Disable HRV Status

Is there a way to disable HRV status or separate HRV from training status? It really sucks how all of this stuff is so intertwined as if there aren’t other things to consider (personal sleep cycle, workout schedule, etc.) when the watch generates this information.

  • Former Member
    0 Former Member over 2 years ago

    As far as I know, HRV status is disabled only when you disable all-day fitness tracking.

    I am not quite sure that the HRV that's recording during sleep, influences training status. At least not in my case as far as I could tell.

    I have used two Fenix 6 models (same software and a total reset beforehand) at the same time for 6 weeks, one both for 24-hr fitness tracking, sleep tracking and activities, the other only for activities (with 24-hr fitness tracking switched off). They both had the same training status after the 6 weeks. And the same max HR estimate.

    The other way around, activities clearly influence nightly HRV. When I do an intense interval session close to bedtime, nightly HRV is way lower than usual.

  • Some drastic workarounds?

    if you don't wear the watch outside of activities, stress history will be unavailable. Then, if you don't use the watch to track sleep (either by not wearing the watch or disabling the wrist HR during the night, using battery saver, for example), you will also nullify the HRV data and their impact

    Training readiness will still be available without sleep, HRV and stress history, and will reflect metrics already included in the training status. You won't be able to max the training readiness, but it is still usable.

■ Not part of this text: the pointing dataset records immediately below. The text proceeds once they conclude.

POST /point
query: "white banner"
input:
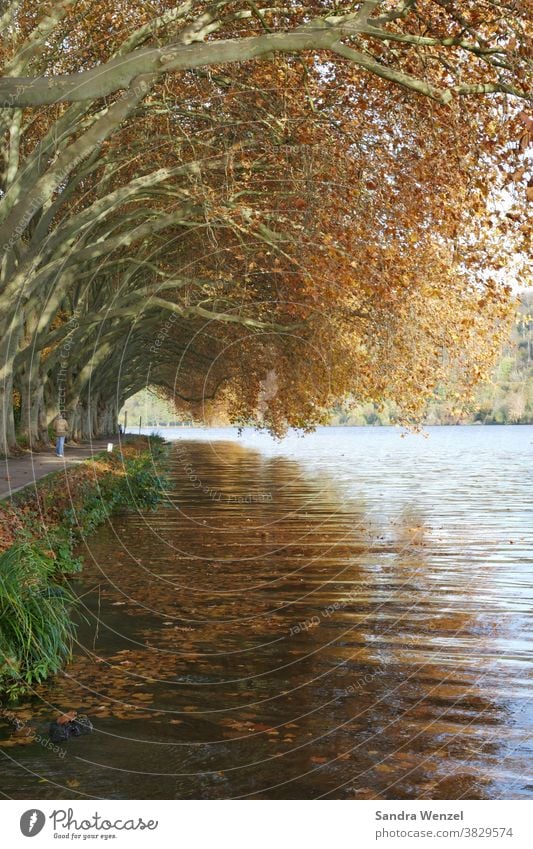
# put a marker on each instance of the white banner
(267, 824)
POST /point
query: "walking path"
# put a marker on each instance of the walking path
(18, 472)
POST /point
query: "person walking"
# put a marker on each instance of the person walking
(61, 430)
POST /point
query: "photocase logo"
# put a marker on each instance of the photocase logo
(32, 822)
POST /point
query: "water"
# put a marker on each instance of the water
(346, 615)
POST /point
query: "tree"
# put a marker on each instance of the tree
(288, 212)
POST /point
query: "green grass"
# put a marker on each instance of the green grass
(36, 603)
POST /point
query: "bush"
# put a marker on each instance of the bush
(45, 525)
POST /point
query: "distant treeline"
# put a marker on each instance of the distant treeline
(506, 399)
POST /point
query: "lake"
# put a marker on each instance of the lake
(343, 615)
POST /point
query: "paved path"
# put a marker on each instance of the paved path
(18, 472)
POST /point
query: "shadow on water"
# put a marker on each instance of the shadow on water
(268, 633)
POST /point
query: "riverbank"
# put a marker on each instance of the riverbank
(40, 527)
(22, 471)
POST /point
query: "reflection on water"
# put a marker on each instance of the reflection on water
(345, 616)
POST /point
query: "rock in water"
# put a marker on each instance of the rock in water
(69, 725)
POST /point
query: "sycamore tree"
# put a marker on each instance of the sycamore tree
(267, 209)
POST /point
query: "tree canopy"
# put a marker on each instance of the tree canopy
(262, 209)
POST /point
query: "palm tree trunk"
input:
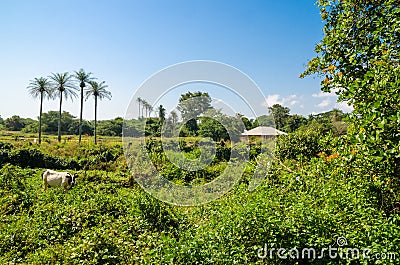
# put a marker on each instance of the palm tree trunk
(59, 119)
(95, 120)
(80, 117)
(40, 118)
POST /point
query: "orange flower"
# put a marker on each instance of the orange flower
(331, 157)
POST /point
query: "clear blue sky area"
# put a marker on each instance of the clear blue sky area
(125, 42)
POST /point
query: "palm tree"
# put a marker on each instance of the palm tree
(149, 108)
(83, 78)
(64, 85)
(144, 106)
(40, 87)
(174, 117)
(139, 100)
(161, 113)
(98, 90)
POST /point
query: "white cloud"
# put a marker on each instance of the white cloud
(343, 106)
(324, 103)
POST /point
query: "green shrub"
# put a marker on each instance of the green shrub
(301, 144)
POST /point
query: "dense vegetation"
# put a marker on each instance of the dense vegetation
(332, 176)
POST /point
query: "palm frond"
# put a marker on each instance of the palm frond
(98, 90)
(64, 83)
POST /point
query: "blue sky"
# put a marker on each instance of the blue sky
(125, 42)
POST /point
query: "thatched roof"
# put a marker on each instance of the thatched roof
(263, 131)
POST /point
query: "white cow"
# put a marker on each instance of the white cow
(57, 179)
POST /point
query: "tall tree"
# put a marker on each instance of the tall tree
(192, 106)
(359, 57)
(174, 117)
(280, 114)
(40, 87)
(98, 91)
(62, 84)
(83, 78)
(149, 109)
(161, 113)
(139, 101)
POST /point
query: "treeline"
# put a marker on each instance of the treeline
(331, 121)
(69, 125)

    Another approach is to keep sleep and HRV tracking, but disregard training readiness and eyeball your readiness by using the body battery, the training load ratio and the recovery time.

    IMO, not worth the trouble though. The training readiness is something to take at face value because HRV status has been well implemented, given the lack of accuracy of HRV in general through wrist HR. HRV will be impacted by alcohol, illness, jet lag, work/life stress and microstress and training stress.

  • It sucks but I may consider your first idea of not wearing the watch at certain times to nullify the feature. It’s a really cool feature, but it doesn’t work very well when you don’t have a consistent sleep and training schedule. I work 12 hour shifts overnight, so you can imagine how that impacts the data on the watch. 

  • Former Member
    0 Former Member over 2 years ago in reply to Tyrese
    I work 12 hour shifts overnight,

    I have quite irregular sleep/work hours and in order for sleep tracking to work properly, I have to adjust sleep hours every few days depending on schedule. In days long past, you could start and end sleep manually on the watch (early software on Fenix 3). Was ideal.. but gone.